A $65 million hedge fund run by Shi Lin, formerly a director at
Hillhouse Capital Group, gained 7.4% in January after fees were
taken into account, according a letter sent to investors that was
reviewed by The Wall Street Journal.
In the first week of January, Mr. Shi cut mainland stock
holdings in his Brilliant Partners Fund to 2% from 25% of its
portfolio because he believed the market was in "bubble territory,"
according to the letter. That move helped the fund dodge a selloff
in the Shanghai Composite, which slid 7.7% on Jan. 19 after
regulators cracked down on the use of borrowed money to buy
stocks.
The hedge fund returned 52% in 2014.
Other funds stuck with mainland shares but were able to post
gains. A fund launched in June by Neo-Criterion Capital to invest
in mainland-listed A-shares gained 1% after fees in January, taking
its return since inception to 45%, according to a letter sent to
investors. NCC, established by Thomas Deng, former chief China
strategist at Goldman Sachs Group Inc., and James Liu, a former
executive at APS Asset Management Pte., oversees $340 million in
assets.
Some funds didn't fare as well. A new stock hedge fund launched
by BosValen Asset Management that makes wagers across Asian markets
neither lost nor made money overall on A-share bets in January,
according to a letter sent to investors.
As a result, the fund reduced its exposure to A-shares to about
20% of assets from about 30%, Ken Xu, BosValen's chief investment
officer, said in an interview. Mr. Xu, a former managing director
at SAC Capital Advisors LP, launched the $265 million fund in
November with Simon Kemp, formerly a trader at Mount Kellett
Capital.
In China, "you need to be patient," Mr. Xu said. "There are good
months and bad months."
Some hedge funds continue to boost bets on Shanghai stocks by
scooping up shares still perceived as bargains, said Matt Kiraly,
head of sales and marketing for HSBC Holdings PLC's Asian prime
finance division.
Other funds are delving into Shenzhen stocks, Mr. Kiraly added.

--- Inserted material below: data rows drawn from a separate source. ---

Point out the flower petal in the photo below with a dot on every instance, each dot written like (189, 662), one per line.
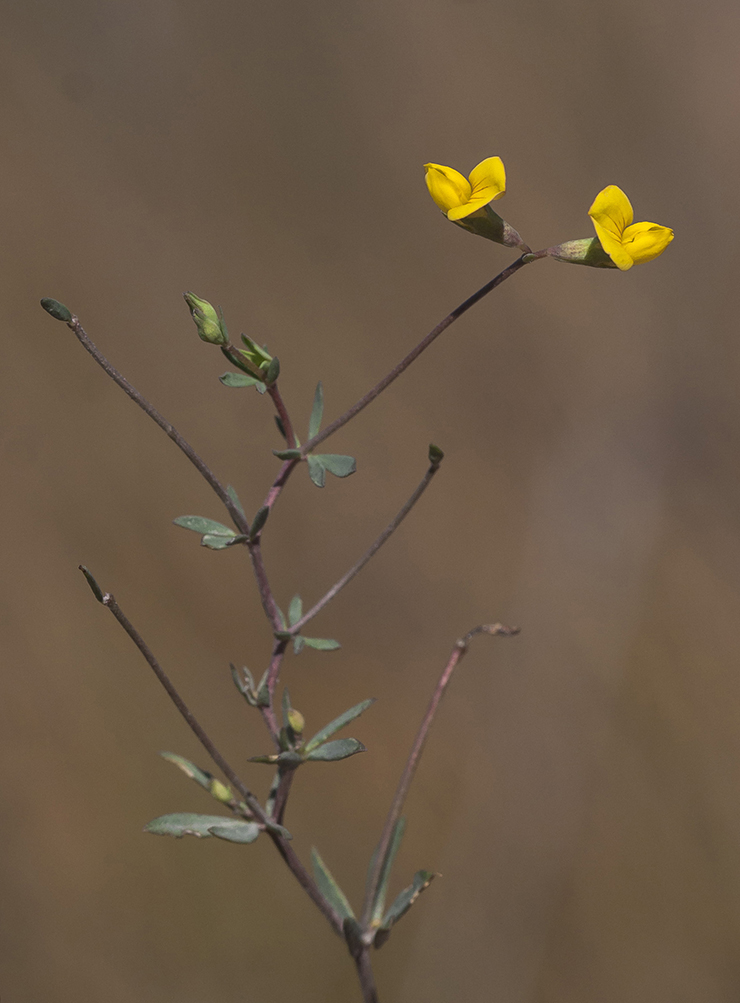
(447, 187)
(645, 241)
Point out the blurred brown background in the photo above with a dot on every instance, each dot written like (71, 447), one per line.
(580, 793)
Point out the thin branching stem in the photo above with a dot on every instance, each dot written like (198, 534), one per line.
(415, 353)
(203, 468)
(371, 552)
(412, 762)
(283, 846)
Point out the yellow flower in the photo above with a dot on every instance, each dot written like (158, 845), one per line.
(625, 242)
(458, 197)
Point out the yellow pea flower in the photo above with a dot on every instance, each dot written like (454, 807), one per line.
(458, 197)
(625, 242)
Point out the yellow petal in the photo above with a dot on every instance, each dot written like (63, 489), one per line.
(645, 241)
(446, 186)
(612, 214)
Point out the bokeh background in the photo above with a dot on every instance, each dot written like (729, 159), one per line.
(580, 793)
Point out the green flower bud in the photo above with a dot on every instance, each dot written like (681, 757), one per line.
(210, 324)
(588, 251)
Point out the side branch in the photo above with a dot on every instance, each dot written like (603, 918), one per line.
(412, 762)
(203, 468)
(415, 353)
(373, 550)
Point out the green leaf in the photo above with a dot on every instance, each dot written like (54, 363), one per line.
(317, 471)
(201, 776)
(220, 543)
(422, 880)
(317, 411)
(187, 823)
(321, 643)
(340, 466)
(200, 525)
(232, 492)
(56, 309)
(96, 590)
(295, 610)
(258, 523)
(342, 748)
(390, 856)
(241, 379)
(339, 722)
(329, 888)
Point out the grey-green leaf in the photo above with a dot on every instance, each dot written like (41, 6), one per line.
(321, 643)
(339, 722)
(422, 880)
(220, 543)
(317, 411)
(201, 776)
(317, 472)
(241, 379)
(187, 823)
(329, 888)
(295, 610)
(340, 466)
(342, 748)
(201, 525)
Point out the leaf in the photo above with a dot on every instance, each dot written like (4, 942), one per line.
(340, 466)
(342, 748)
(329, 888)
(232, 492)
(385, 871)
(258, 523)
(295, 610)
(219, 542)
(317, 411)
(241, 379)
(96, 590)
(201, 525)
(317, 471)
(339, 722)
(402, 904)
(321, 643)
(187, 823)
(201, 776)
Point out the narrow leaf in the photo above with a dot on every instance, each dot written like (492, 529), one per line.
(258, 523)
(221, 543)
(339, 722)
(402, 904)
(342, 748)
(187, 823)
(295, 610)
(240, 379)
(201, 776)
(321, 643)
(201, 525)
(379, 902)
(329, 888)
(317, 472)
(96, 590)
(317, 411)
(340, 466)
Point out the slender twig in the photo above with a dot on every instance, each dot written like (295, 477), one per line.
(415, 353)
(203, 468)
(373, 550)
(412, 762)
(283, 846)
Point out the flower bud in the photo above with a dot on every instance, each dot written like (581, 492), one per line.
(588, 251)
(210, 324)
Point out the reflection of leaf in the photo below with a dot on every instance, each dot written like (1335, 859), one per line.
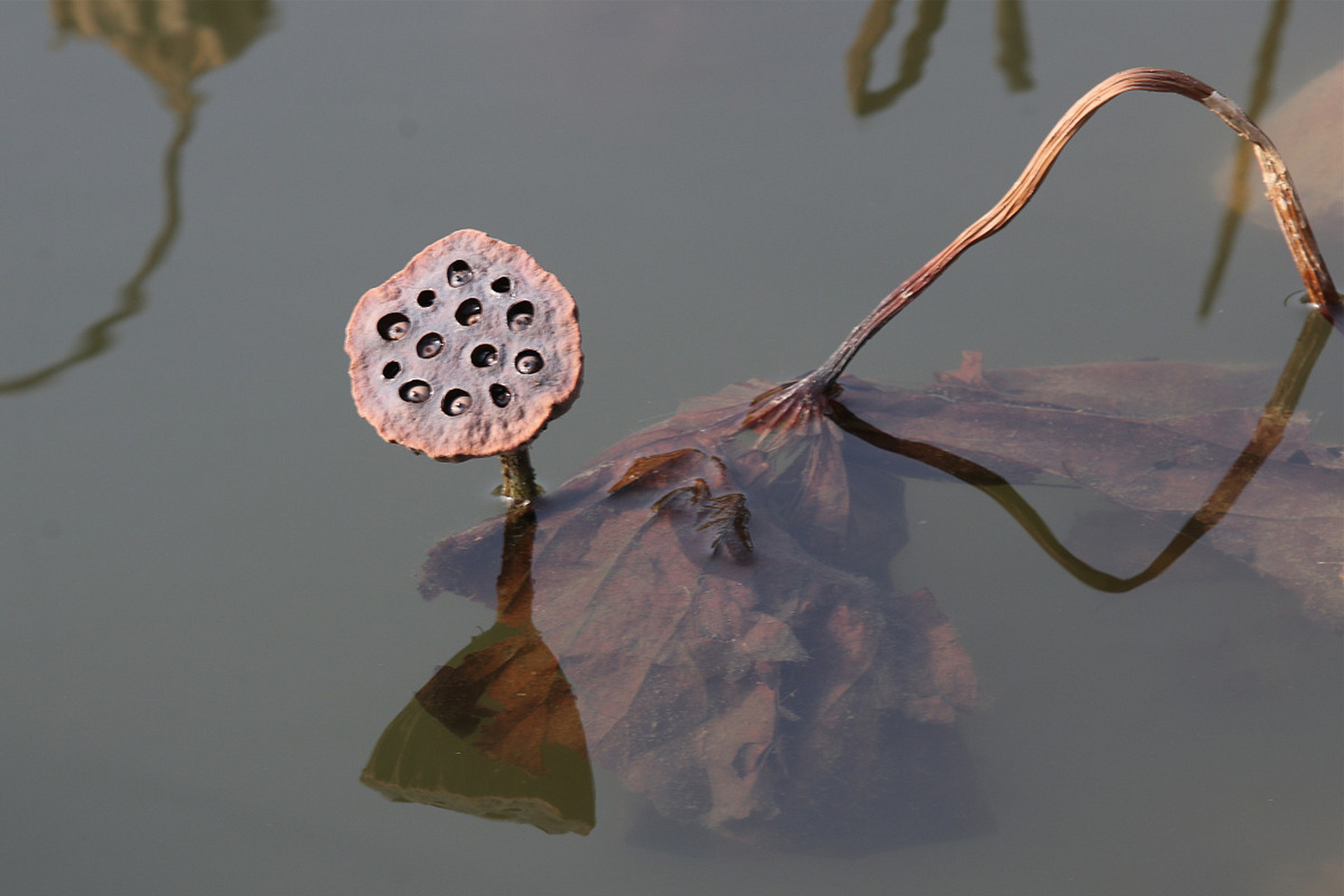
(172, 42)
(736, 657)
(496, 731)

While smaller than Shanghai's, Shenzhen's stock market is home to
many of China's "new economy" stocks in sectors like technology and
environmental protection.
Last year, Shanghai stocks climbed ahead of the November opening
a trading link that connected the Hong Kong exchange to the local
market and gave foreign investors easier access to Chinese shares.
Hong Kong Chief Executive Leung Chun-ying has said the city is
working with central authorities on a link to Shenzhen's
market.
Stocks in Shenzhen are trading sharply higher in anticipation.
The Shenzhen Composite is up 14% so far this year.